Scott Sumner apparently doesn't know that the Fed sets the policy rate and when paying IOR. it does so irrespective of quantity.
Those who want higher interest rates need to tell me precisely what they want the Fed to do to cause rates to be higher.Money Illusion
Markets set interest rates
Scott Sumner
3 comments:
“Those who want higher interest rates need to tell me precisely what they want the Fed to do to cause rates to be higher.”
Not a bad question, given the current record amount of reserves. I.e. if the Fed simply raised the interest it paid on reserves, that would result in a huge interest rate bill to be paid by the Fed, wouldn’t it?
An alternative (one adopted by the Chinese from time to time) is to adjust banks’ reserve requirements.
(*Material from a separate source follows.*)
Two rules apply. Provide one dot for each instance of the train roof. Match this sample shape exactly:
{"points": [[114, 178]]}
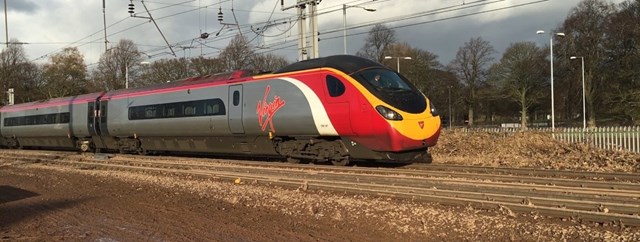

I.e. if (to take the extreme) the Fed said to banks “All your reserves are now locked up because we’ve raised your reserve requirments, and if you want more reserves you’ll have to pay us a hefty amount of interest” that should have an effect.
Or perhaps I’m talking thru my rear end...:-)
Ralph they can cover it for now with the 1.7T in MBS which are yielding a lot more than the support rate they have to pay... but if they start to raise, I'd think prepayment speeds would collapse and they would be limited to raise only to the point where they would think they could remain assured (in their own minds...) that they could cover the IOR...
If the foreigners come in soon to collapse the MBS rates like they have the UST yields, the Fed could end up in BIG (political) trouble...
To respond to Sumner's question: they raise the rate of interest paid on reserves, duh.
The only quibble is that not all participants in the fed funds market are eligible, and so they might need to do repos if they want to keep market rates very close to what they are paying. But if they don't care about keeping market rates exactly near target, which is the way they should think, they can ignore that problem.
Sure, they will paying a fair amount of interest. That will reduce the Fed's profits, but it will be a long time before they have negative carry on their bond positions. In any event, it's not as if the Fed is going to run out of dollars.